ITDSLGSTMar 27, 2015

Competitive Distribution Estimation

arXiv:1503.07940v1
Originality Incremental advance
AI Analysis

This work addresses distribution estimation for statisticians and machine learning practitioners, offering a competitive approach that is incremental in refining oracle-based regret bounds.

The paper tackles the problem of estimating an unknown distribution from samples by considering competitive regret relative to oracles with limited knowledge, showing that regret reduces to min(k/n, Õ(1/√n)), which is uniformly bounded across alphabet sizes, and provides a linear-time estimator achieving this bound.

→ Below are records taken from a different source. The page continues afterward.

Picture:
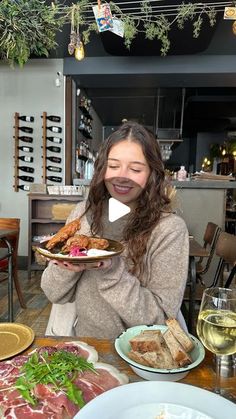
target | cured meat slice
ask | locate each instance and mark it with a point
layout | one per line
(51, 403)
(81, 349)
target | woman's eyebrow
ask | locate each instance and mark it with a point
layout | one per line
(132, 162)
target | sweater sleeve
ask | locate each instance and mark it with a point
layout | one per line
(166, 271)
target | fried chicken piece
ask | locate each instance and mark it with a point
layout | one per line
(77, 240)
(64, 233)
(96, 243)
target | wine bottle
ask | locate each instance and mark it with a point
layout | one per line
(54, 169)
(26, 178)
(26, 139)
(24, 187)
(54, 118)
(26, 129)
(26, 169)
(26, 118)
(27, 159)
(27, 149)
(54, 149)
(54, 178)
(55, 140)
(55, 129)
(54, 159)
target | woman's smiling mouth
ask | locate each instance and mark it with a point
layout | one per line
(122, 189)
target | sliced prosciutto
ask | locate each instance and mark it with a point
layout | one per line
(51, 401)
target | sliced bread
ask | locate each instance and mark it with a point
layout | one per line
(162, 359)
(180, 335)
(177, 351)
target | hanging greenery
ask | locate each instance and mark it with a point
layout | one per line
(29, 27)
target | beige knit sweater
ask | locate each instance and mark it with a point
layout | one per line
(110, 300)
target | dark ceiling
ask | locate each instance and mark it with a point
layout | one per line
(210, 101)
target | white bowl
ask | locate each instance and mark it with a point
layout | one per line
(122, 347)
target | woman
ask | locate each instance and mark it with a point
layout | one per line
(146, 283)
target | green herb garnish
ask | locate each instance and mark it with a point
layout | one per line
(58, 369)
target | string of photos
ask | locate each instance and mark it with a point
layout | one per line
(30, 27)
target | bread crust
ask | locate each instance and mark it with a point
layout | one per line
(162, 359)
(177, 351)
(180, 335)
(147, 341)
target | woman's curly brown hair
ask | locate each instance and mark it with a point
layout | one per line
(150, 202)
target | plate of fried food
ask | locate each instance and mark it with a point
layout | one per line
(70, 246)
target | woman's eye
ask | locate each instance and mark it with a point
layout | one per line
(113, 167)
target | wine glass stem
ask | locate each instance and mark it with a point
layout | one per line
(217, 387)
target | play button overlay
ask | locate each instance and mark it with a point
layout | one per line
(116, 210)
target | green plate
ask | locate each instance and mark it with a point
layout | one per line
(122, 347)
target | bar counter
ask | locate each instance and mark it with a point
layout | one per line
(204, 184)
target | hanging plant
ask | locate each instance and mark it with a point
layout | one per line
(29, 27)
(26, 28)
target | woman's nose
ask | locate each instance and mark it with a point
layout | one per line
(123, 172)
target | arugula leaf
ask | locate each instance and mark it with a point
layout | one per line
(58, 369)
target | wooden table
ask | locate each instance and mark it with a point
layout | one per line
(202, 376)
(195, 251)
(6, 253)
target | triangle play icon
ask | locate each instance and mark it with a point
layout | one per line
(116, 209)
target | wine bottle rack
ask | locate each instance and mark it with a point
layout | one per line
(16, 155)
(49, 145)
(19, 148)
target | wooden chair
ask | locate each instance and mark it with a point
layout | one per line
(226, 250)
(210, 240)
(12, 224)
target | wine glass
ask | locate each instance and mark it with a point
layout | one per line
(216, 325)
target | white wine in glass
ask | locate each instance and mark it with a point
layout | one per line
(216, 324)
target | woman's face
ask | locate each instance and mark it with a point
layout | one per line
(127, 171)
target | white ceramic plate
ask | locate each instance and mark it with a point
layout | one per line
(147, 399)
(122, 347)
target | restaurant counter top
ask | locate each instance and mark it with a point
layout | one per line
(204, 184)
(191, 184)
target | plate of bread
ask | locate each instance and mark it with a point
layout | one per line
(160, 352)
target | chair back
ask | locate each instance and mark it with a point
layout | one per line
(11, 224)
(226, 247)
(226, 250)
(210, 234)
(210, 239)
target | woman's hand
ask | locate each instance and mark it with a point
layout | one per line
(106, 263)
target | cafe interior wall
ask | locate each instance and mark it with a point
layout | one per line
(30, 91)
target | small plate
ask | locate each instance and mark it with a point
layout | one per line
(14, 338)
(114, 249)
(149, 399)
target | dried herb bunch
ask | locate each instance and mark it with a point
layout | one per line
(29, 26)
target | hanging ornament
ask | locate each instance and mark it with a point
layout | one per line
(73, 37)
(234, 27)
(79, 47)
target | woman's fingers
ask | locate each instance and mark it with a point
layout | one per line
(106, 263)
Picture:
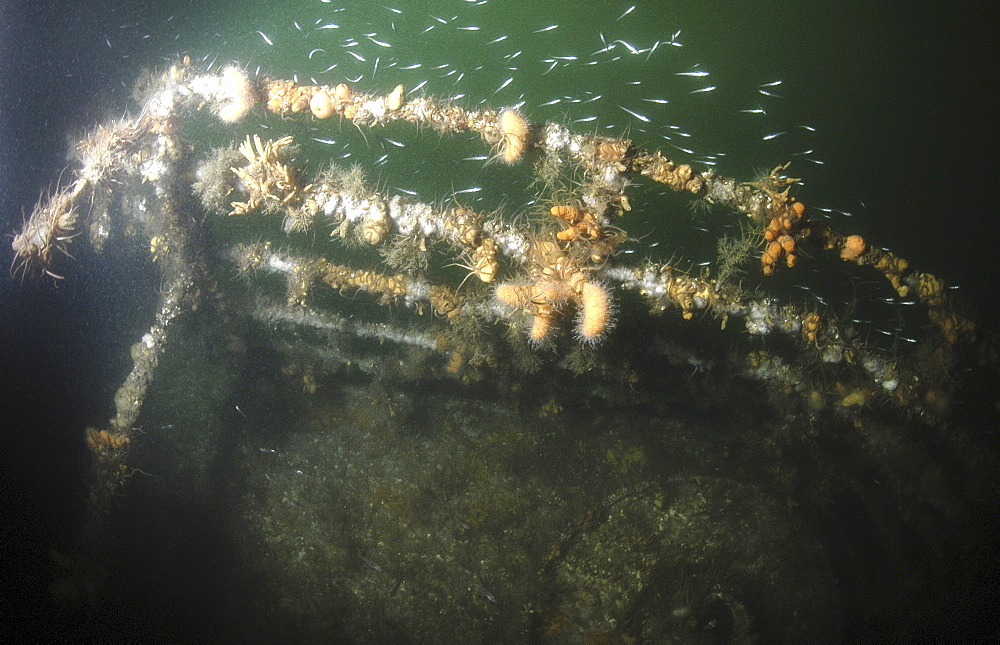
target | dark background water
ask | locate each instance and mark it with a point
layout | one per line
(901, 97)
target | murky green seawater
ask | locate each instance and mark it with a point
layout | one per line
(279, 497)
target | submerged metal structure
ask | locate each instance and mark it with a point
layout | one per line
(336, 268)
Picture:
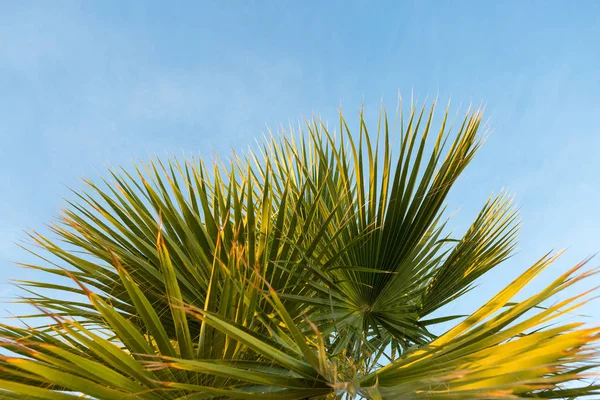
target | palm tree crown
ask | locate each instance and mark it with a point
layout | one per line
(309, 269)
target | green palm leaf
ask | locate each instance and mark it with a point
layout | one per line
(307, 270)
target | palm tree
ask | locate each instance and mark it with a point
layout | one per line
(314, 268)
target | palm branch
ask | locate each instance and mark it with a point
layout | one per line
(312, 268)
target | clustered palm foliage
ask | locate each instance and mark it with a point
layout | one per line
(310, 269)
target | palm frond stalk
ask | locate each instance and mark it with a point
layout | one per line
(312, 268)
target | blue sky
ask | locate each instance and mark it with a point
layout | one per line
(88, 84)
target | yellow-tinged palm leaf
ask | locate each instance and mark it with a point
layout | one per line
(306, 270)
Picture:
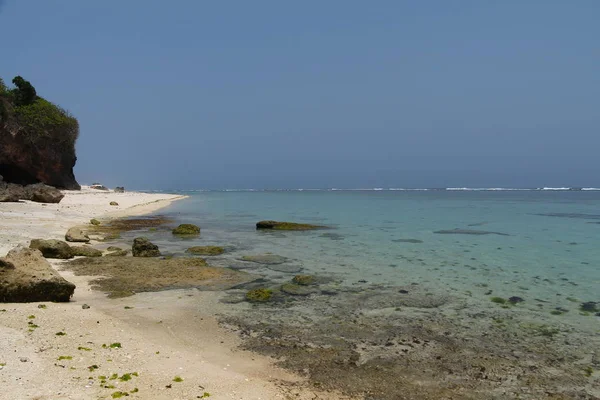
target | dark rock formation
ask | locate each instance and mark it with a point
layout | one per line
(286, 226)
(85, 251)
(76, 235)
(37, 140)
(268, 259)
(206, 250)
(187, 229)
(142, 247)
(25, 276)
(52, 248)
(459, 231)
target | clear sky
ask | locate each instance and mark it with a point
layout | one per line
(240, 94)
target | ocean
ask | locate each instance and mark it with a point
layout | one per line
(512, 268)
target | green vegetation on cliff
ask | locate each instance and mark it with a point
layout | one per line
(37, 138)
(34, 116)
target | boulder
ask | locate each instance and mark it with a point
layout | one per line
(76, 235)
(85, 251)
(297, 290)
(206, 250)
(268, 259)
(142, 247)
(52, 248)
(304, 280)
(117, 253)
(7, 196)
(98, 186)
(286, 226)
(41, 193)
(187, 229)
(25, 276)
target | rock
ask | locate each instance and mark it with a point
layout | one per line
(41, 193)
(32, 279)
(286, 226)
(186, 229)
(458, 231)
(296, 290)
(118, 253)
(98, 186)
(52, 248)
(142, 247)
(285, 268)
(259, 295)
(269, 259)
(589, 306)
(414, 241)
(10, 193)
(515, 300)
(206, 250)
(4, 264)
(75, 234)
(304, 280)
(85, 251)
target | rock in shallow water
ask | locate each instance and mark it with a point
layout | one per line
(268, 259)
(31, 278)
(206, 250)
(76, 235)
(459, 231)
(142, 247)
(187, 229)
(85, 251)
(286, 226)
(52, 248)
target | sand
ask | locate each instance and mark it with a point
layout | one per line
(63, 350)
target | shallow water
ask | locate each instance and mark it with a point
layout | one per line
(461, 247)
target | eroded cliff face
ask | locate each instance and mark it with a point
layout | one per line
(37, 143)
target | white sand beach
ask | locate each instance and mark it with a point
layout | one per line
(137, 346)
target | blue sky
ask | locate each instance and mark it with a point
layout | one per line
(232, 94)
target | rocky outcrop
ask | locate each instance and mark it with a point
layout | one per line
(142, 247)
(52, 248)
(75, 234)
(25, 276)
(37, 139)
(85, 251)
(206, 250)
(187, 229)
(286, 226)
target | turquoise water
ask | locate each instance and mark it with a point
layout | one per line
(548, 260)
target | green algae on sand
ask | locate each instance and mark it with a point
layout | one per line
(286, 226)
(206, 250)
(125, 276)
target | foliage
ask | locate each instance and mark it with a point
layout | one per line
(24, 92)
(39, 122)
(44, 119)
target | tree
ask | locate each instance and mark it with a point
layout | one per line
(24, 92)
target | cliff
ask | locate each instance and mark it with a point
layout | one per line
(37, 138)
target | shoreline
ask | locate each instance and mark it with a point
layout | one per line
(160, 335)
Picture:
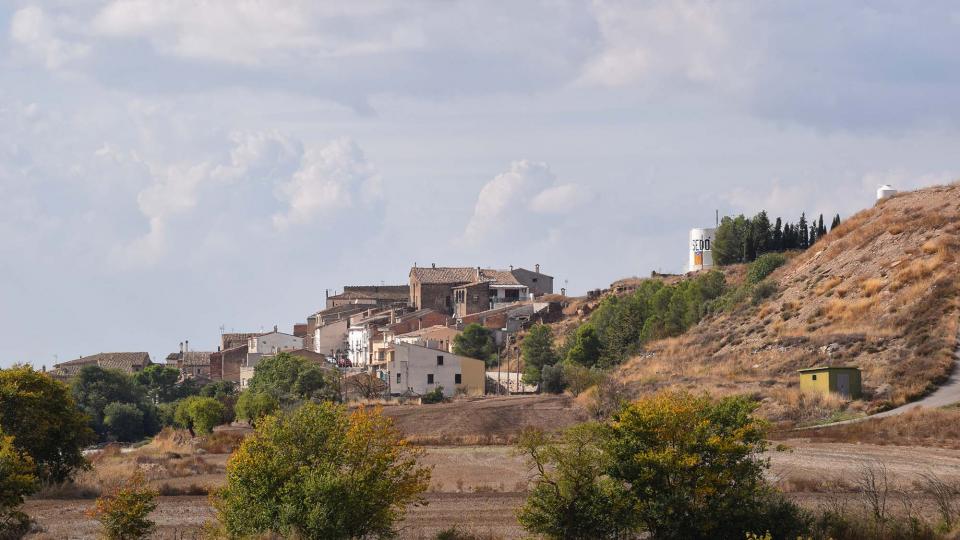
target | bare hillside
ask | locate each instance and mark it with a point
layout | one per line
(879, 292)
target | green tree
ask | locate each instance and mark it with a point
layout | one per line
(16, 482)
(159, 382)
(476, 341)
(551, 379)
(95, 387)
(199, 414)
(578, 378)
(318, 472)
(124, 513)
(124, 421)
(694, 468)
(586, 346)
(764, 266)
(572, 497)
(253, 406)
(537, 351)
(291, 378)
(44, 421)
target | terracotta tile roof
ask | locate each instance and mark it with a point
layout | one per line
(129, 362)
(462, 275)
(444, 275)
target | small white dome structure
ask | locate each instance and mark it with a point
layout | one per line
(701, 249)
(885, 192)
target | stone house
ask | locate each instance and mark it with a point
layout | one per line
(462, 291)
(128, 362)
(416, 370)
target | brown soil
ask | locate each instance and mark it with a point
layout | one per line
(491, 420)
(880, 292)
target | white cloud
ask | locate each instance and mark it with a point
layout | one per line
(517, 200)
(38, 35)
(330, 178)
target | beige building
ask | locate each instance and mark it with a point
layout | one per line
(412, 369)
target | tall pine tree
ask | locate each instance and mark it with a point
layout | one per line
(803, 234)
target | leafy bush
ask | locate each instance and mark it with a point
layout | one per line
(252, 406)
(16, 482)
(124, 513)
(764, 266)
(537, 351)
(585, 349)
(572, 497)
(551, 379)
(578, 378)
(433, 396)
(41, 416)
(123, 421)
(683, 455)
(292, 378)
(320, 473)
(199, 414)
(476, 341)
(763, 290)
(655, 310)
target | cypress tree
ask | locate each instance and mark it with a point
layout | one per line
(803, 234)
(777, 236)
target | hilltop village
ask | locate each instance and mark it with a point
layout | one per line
(386, 340)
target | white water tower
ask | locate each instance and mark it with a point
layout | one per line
(701, 249)
(885, 192)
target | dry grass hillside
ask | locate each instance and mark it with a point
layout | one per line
(879, 292)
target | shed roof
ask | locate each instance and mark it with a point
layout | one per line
(829, 368)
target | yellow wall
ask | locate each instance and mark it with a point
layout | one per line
(819, 386)
(473, 376)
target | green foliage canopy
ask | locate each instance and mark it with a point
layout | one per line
(476, 341)
(253, 406)
(292, 378)
(318, 472)
(44, 421)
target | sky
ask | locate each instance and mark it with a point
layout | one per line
(169, 168)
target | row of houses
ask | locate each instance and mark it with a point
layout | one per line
(402, 335)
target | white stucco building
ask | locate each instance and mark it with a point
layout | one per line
(417, 370)
(273, 342)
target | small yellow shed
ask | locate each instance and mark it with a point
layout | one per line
(844, 381)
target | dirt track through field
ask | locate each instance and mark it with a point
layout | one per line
(479, 488)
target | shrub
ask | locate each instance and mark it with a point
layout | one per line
(764, 266)
(694, 468)
(537, 351)
(433, 396)
(199, 414)
(41, 416)
(252, 406)
(572, 498)
(124, 421)
(578, 378)
(551, 379)
(16, 482)
(124, 513)
(761, 291)
(476, 341)
(318, 472)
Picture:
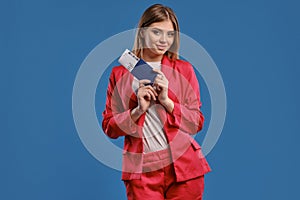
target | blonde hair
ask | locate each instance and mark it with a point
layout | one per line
(157, 13)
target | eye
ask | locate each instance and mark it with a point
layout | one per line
(171, 34)
(156, 32)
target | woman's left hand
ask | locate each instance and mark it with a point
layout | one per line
(161, 84)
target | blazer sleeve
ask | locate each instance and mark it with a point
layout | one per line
(186, 114)
(116, 119)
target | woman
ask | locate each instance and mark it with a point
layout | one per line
(161, 160)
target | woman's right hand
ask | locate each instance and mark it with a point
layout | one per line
(145, 94)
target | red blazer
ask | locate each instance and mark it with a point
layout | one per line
(185, 120)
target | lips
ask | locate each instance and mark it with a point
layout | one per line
(161, 47)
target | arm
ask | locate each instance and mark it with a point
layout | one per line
(117, 121)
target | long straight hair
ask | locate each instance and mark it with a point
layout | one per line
(153, 14)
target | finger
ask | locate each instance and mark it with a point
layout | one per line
(152, 89)
(143, 82)
(158, 71)
(152, 95)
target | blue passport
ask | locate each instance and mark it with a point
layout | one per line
(137, 66)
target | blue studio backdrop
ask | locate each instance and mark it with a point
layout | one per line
(255, 45)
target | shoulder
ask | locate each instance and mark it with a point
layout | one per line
(118, 71)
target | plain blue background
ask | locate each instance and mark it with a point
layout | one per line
(255, 45)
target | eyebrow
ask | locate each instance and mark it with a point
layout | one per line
(162, 29)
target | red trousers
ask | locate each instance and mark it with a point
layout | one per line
(158, 181)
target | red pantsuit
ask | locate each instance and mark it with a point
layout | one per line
(185, 166)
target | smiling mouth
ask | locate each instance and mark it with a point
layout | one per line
(159, 47)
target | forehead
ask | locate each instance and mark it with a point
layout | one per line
(166, 25)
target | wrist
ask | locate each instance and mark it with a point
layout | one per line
(168, 104)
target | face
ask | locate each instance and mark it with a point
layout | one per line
(158, 38)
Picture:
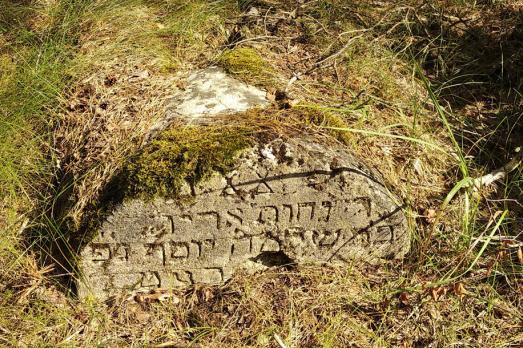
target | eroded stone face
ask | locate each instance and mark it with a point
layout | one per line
(288, 201)
(211, 92)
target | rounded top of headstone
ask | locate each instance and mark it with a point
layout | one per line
(296, 200)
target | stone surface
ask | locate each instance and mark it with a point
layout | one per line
(211, 92)
(295, 201)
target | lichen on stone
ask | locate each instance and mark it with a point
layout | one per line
(246, 64)
(185, 154)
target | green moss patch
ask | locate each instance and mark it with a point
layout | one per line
(247, 65)
(186, 154)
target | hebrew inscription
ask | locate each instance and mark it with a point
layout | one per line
(311, 203)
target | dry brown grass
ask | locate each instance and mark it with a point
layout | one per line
(127, 64)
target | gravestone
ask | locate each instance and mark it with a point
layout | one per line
(287, 201)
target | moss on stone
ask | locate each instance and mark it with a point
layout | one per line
(247, 65)
(182, 155)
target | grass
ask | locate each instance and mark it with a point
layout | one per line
(413, 96)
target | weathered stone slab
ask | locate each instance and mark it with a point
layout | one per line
(211, 91)
(288, 201)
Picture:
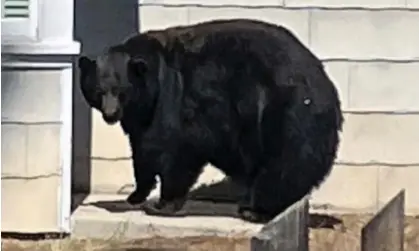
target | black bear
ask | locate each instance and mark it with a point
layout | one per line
(243, 95)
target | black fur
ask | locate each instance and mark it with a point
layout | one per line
(243, 95)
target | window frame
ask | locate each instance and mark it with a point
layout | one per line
(20, 29)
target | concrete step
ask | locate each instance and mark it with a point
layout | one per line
(107, 216)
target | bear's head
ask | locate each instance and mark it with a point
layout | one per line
(107, 82)
(116, 79)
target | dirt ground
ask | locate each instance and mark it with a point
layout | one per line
(340, 234)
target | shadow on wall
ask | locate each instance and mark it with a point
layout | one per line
(97, 24)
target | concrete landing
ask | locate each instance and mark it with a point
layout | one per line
(107, 216)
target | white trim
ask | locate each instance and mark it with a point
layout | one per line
(41, 48)
(21, 29)
(35, 65)
(64, 200)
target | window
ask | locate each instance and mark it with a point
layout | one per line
(18, 20)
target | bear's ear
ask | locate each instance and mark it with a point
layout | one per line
(85, 62)
(137, 67)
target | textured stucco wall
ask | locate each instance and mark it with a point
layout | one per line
(369, 48)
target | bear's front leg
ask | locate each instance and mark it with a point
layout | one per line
(178, 175)
(144, 174)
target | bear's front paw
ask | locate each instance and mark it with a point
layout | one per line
(165, 208)
(250, 215)
(136, 198)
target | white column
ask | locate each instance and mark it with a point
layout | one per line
(36, 97)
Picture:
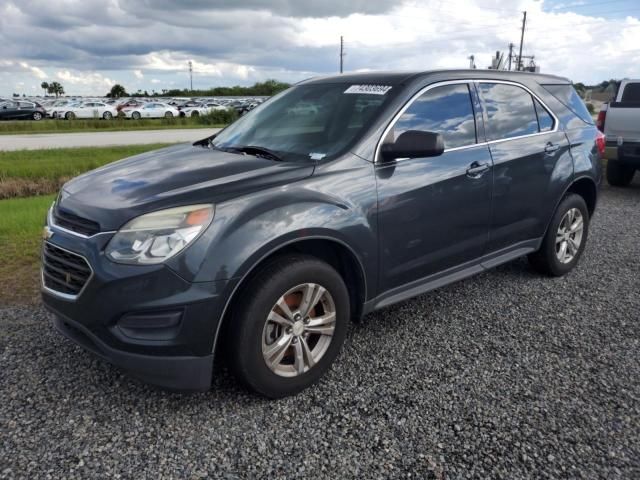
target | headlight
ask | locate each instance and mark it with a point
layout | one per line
(158, 236)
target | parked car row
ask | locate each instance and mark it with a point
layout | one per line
(21, 110)
(69, 108)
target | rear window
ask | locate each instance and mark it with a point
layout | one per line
(631, 93)
(568, 96)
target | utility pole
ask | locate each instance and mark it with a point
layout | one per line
(510, 54)
(524, 23)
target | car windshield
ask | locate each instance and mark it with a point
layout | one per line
(316, 122)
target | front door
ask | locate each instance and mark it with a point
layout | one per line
(434, 213)
(528, 152)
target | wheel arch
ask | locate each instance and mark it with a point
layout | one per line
(587, 189)
(334, 252)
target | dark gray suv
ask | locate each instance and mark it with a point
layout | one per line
(337, 197)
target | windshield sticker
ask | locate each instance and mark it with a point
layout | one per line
(370, 89)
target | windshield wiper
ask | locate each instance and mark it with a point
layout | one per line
(258, 152)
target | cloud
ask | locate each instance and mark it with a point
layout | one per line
(243, 41)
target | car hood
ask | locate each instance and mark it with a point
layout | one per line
(178, 175)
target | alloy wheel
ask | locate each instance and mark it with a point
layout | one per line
(569, 235)
(298, 330)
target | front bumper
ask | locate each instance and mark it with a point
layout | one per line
(145, 319)
(171, 372)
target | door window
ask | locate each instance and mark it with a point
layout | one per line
(510, 111)
(447, 110)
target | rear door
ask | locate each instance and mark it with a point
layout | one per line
(433, 213)
(527, 149)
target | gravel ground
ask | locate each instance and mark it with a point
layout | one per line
(506, 375)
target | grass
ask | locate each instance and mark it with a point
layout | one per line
(29, 180)
(39, 172)
(21, 223)
(215, 119)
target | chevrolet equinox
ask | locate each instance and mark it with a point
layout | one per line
(337, 197)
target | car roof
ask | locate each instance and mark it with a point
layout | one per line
(397, 78)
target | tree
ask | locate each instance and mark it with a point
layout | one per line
(56, 89)
(117, 91)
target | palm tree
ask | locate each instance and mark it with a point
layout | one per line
(56, 89)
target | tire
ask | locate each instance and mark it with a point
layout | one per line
(250, 334)
(619, 174)
(553, 259)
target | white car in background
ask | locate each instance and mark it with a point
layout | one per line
(87, 110)
(201, 109)
(151, 110)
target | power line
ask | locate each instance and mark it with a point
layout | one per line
(584, 5)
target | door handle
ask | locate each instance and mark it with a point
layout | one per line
(551, 148)
(476, 169)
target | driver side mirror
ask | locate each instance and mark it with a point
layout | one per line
(414, 144)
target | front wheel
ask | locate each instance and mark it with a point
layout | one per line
(619, 174)
(289, 326)
(565, 239)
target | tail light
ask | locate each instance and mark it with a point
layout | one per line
(601, 143)
(602, 116)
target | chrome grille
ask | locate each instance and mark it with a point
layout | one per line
(64, 272)
(72, 222)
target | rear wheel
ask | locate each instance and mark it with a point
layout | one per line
(619, 174)
(289, 327)
(565, 239)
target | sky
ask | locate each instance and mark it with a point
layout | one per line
(89, 45)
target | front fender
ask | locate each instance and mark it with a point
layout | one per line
(248, 229)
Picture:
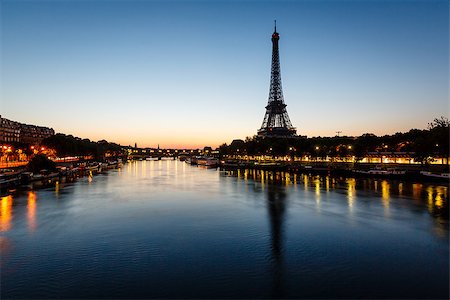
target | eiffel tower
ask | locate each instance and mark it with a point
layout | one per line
(276, 120)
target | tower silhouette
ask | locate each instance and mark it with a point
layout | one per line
(276, 120)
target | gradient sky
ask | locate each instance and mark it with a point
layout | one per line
(196, 73)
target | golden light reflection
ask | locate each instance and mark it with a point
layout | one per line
(305, 182)
(441, 192)
(6, 213)
(287, 178)
(317, 186)
(351, 193)
(57, 188)
(31, 214)
(417, 190)
(385, 194)
(317, 192)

Estimating an unknown distribution from its samples is a fundamental problem in statistics. The common, min-max, formulation of this goal considers the performance of the best estimator over all distributions in a class. It shows that with $n$ samples, distributions over $k$ symbols can be learned to a KL divergence that decreases to zero with the sample size $n$, but grows unboundedly with the alphabet size $k$. Min-max performance can be viewed as regret relative to an oracle that knows the underlying distribution. We consider two natural and modest limits on the oracle's power. One where it knows the underlying distribution only up to symbol permutations, and the other where it knows the exact distribution but is restricted to use natural estimators that assign the same probability to symbols that appeared equally many times in the sample. We show that in both cases the competitive regret reduces to $\min(k/n,\tilde{\mathcal{O}}(1/\sqrt n))$, a quantity upper bounded uniformly for every alphabet size. This shows that distributions can be estimated nearly as well as when they are essentially known in advance, and nearly as well as when they are completely known in advance but need to be estimated via a natural estimator. We also provide an estimator that runs in linear time and incurs competitive regret of $\tilde{\mathcal{O}}(\min(k/n,1/\sqrt n))$, and show that for natural estimators this competitive regret is inevitable. We also demonstrate the effectiveness of competitive estimators using simulations.